Vejamos dois exemplos: a Republica Dominicana e os USA. Na Republica Dominicana
basta um negro ter um antigo descendente branco para ser "blanco".
Nos USA os negros podem ter descendentes diversos em todas as gerações que são
sempre negros, em termos raciais e sempre "afro" em termos socioculturais.
Nem mesmo os mestiços livram-se da identidade racial negra e da identidade
social e cultural africana.
O
problema nos USA é que existem negros, racialmente identificados que não se
consideram "afro-americanos" mas "apenas" norte-americanos,
como qualquer cidadão branco dos USA. Aceitam a evidência biológica da
melanina, mas não o critério de identidade social africana. O mesmo se passa
com os mestiços. Podem não aceitar o epiteto "afro", porque
consideram-se (e com toda a razão que os assiste) norte-americanos e não
afrodescendentes (que podem não ser). Mas pode, nos USA, um branco ser
afro-americano, ou seja, será que a sociedade norte-americana é verdadeiramente
uma "open-society" para aceitar a prevalência da identificação social
e cultural sobre a identificação racial? (Esta pergunta é válida, também,
naquela parte de Africa que é designada por África Negra - conceito
que é imposto como realidade factual, uma obra-prima do neocolonialismo,
ignorando todos os factores migratórios pré-coloniais - e em sentido inverso no
Magreb).
Na
Republica Dominicana o "blanco" é um critério de descendência que
provoca de imediato uma subida no escalão social, passando para segundo plano a
identidade racial, que constitui um obstáculo à mobilidade social. Os mestiços
são "blancos", os negros que ocupam determinadas posições sociais ou
profissionais são "blancos", sendo negros os desempregados, os
marginais e os muito pobres ou os haitianos e seus descendentes. Encontramos -
se estivermos atentos - no período colonial em África, muitas mulheres negras
que optaram por conceber filho de branco, porque assim o seu filho teria mais
possibilidades de ter uma vida condigna (este fenómeno é ainda visível em
muitos países da África pós-colonial e praticado em muitas sociedades, para
permitir ter uma forma de educar o filho e dar cuidados médicos através do pai
branco, ou da criança ir estudar para o pais de origem do pai).
Temos,
pois, uma nova dimensão da identidade, que nunca surge no discurso identitário
e que nos transporta para os mecanismos primários da aculturação, como um
filtro que separa o assimilado do assimilador de culturas. O assimilado é um
produto do domínio, um subserviente. O assimilador um resistente, que assimila
e acultura de forma consciente, alimentado a sua resistência ao domínio...
5°
corda - A "purga dominicana"
A
Republica Dominicana prepara uma purga étnica.
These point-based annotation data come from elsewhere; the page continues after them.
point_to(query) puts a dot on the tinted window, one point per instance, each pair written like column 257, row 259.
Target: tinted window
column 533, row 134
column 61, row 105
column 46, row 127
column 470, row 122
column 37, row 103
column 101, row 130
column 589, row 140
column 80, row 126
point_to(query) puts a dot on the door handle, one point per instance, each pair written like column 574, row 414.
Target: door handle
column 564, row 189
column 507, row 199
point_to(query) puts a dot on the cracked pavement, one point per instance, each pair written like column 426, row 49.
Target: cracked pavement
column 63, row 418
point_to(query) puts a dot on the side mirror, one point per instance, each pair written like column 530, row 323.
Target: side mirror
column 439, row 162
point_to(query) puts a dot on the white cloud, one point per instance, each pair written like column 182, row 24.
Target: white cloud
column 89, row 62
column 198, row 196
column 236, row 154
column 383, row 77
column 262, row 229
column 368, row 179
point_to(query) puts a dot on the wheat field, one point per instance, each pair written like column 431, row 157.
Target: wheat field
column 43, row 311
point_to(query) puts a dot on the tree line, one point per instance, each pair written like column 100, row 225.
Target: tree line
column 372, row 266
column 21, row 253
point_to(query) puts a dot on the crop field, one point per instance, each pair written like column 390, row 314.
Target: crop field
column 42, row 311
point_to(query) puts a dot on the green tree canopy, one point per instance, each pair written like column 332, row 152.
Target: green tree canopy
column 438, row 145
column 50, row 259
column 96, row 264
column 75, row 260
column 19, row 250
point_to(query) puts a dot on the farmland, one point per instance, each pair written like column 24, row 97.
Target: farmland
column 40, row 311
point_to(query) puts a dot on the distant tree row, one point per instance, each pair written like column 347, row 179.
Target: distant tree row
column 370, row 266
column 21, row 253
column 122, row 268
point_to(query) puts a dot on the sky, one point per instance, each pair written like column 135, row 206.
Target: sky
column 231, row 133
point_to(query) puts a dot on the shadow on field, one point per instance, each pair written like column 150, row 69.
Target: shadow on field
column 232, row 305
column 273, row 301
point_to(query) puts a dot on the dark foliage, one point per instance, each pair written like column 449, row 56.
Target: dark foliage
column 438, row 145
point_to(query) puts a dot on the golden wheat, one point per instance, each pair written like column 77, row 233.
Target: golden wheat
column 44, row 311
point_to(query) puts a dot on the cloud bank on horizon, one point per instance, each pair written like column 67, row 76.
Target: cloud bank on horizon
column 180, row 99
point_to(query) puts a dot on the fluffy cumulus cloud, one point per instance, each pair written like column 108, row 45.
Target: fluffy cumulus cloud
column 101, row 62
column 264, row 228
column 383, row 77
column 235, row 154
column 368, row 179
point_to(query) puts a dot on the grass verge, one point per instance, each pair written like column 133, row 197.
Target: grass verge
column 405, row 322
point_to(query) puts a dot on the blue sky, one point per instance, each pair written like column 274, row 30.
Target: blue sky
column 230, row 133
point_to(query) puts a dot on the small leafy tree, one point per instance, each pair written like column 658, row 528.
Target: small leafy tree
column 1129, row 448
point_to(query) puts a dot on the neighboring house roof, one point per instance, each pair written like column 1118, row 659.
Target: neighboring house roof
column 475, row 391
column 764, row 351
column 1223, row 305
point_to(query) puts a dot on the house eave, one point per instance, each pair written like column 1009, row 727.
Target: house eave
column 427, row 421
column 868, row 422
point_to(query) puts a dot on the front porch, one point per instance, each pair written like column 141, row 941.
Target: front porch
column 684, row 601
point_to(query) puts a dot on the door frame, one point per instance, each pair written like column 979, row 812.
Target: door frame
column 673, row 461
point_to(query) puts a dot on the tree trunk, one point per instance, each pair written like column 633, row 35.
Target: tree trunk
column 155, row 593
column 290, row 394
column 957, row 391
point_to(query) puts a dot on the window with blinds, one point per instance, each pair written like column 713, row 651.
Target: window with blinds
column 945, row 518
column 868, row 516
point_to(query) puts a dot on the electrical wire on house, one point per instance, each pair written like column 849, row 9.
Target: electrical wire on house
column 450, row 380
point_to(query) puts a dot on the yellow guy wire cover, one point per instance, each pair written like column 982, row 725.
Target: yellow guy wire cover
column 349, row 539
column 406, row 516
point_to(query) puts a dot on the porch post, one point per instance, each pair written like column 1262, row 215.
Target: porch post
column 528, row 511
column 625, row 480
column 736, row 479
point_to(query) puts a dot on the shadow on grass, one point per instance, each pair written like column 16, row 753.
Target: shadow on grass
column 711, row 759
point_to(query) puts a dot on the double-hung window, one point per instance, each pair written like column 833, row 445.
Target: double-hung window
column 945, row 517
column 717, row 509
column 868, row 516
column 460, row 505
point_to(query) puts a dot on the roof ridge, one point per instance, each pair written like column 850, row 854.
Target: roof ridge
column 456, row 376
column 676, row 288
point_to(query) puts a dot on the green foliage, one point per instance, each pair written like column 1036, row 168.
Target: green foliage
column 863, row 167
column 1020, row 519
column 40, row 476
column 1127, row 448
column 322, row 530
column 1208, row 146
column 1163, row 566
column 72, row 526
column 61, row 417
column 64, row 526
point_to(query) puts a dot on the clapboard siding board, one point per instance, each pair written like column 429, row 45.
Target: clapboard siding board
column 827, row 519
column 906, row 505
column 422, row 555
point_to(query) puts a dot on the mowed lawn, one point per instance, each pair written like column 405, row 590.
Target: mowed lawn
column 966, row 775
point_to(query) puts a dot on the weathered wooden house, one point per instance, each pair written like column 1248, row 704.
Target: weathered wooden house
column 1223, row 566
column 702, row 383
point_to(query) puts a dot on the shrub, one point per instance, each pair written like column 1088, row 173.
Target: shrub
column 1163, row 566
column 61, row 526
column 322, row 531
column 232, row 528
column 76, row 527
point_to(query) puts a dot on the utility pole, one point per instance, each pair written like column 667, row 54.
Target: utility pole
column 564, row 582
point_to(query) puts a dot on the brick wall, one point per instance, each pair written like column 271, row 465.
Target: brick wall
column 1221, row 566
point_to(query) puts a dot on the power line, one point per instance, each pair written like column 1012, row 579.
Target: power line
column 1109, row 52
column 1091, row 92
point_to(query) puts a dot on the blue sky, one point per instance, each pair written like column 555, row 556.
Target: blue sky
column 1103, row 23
Centenas de milhares de
dominicanos descendentes de haitianos (perto de meio milhão de pessoas) serão
expulsos para o Haiti, às quais juntam-se cerca de 300 mil haitianos
"ilegais". O governo dominicano justifica a medida dizendo que aplica
uma lei de 1929 que permite desnacionalizar cidadãos dominicanos. Por sua vez o
presidente haitiano Michel Martelly considerou que o governo dominicano está a
cometer um "genocídio civil" e a ONU colocou o governo dominicano nas
instâncias jurídicas internacionais.
Uma
das mais importantes lições do Holocausto ensina que um dos indícios do
fascismo é a paulatina institucionalização do racismo e da xenofobia. A
História do fascismo na Alemanha, Itália e Japão, nas décadas de 20 e 30 do
século passado testemunha que um dos sintomas da decomposição da democracia é a
legislação anti-migratória, a criação de obstáculos à legalização dos
"ilegais" a expulsão de estrangeiros (sob a acusação, geralmente, de
serem "espiões", agentes ao serviço de potências estrangeiras, ou com
acusações menos elaboradas, como sejam as do desemprego, da "alteração dos
costumes e valores", etc.) e a legislação que retira o direito da
cidadania aos seus próprios cidadãos, por serem minorias étnicas, descendentes
de estrangeiros, indígenas, etc.
Estas
aberrações jurídicas, imbuídas do "espirito identitário" que
caracteriza a barbárie fascista e que está por detrás de todo o totalitarismo
(e da tentação totalitária que reside no Estado de Direito) foi recentemente
denunciada pelo escritor peruano (e nobel da literatura) Vargas Llosa, num
excelente texto sobre a Republica Dominicana, publicado na passada semana no
jornal espanhol "El Pais". A extrema-direita e os grupos
ultranacionalistas dominicanos responderam com um abaixo-assinado que exige a
retirada dos livros de Vargas Llosa das livrarias dominicanas e a proibição de
entrada do escritor na Republica Dominicana.
Purga
dominicana, Fortaleza Europeia, Muralha norte-americana, muro de Israel, muro
marroquino na Republica Árabe Sahari Democrática, os muros legislativos,
invisíveis mas sentidos, são a expressão do terrorismo do Estado, dos
mecanismos de acumulação e de reprodução de capital, de reprodução e renovação
de elites oligárquicas que entram em contradição com os processos de
desenvolvimento da Economia-mundo. A arena de combate não tem fronteiras,
ultrapassa o conceito caduco de Estado-Nação e os mitos identitários. De um lado
a submissão e a tirania, o Homem reduzido à sua condição de assimilado, do
outro a inebriante sensação de estar vivo, de viver e de construir uma nova
vida num mundo de liberdade e de justiça social, do Homem projetado na
sua condição de assimilador de culturas.
6°
Corda - A necessária construção de uma Nova Cultura Politica
A
Nova Cultura Politica só o será se avançar, se der os primeiros passos na
construção de uma civilização distinta da produzida pelo capitalismo, ou seja,
se ultrapassar as contradições do mundo actual e iniciar o processo de
transformação social assente no fim da alienação economicista e na ruptura com
a alienação do trabalho; liberta do patriarcado; que estabeleça novas relações
com a natureza; que desenvolva e aprofunde a democracia; e que seja um mundo
globalizado numa base e num marco que não só não reproduza a polarização, mas
que acabe de vez com os processos que a originam.
As
estratégias de luta têm de levar em conta quatro desafios fundamentais: 1)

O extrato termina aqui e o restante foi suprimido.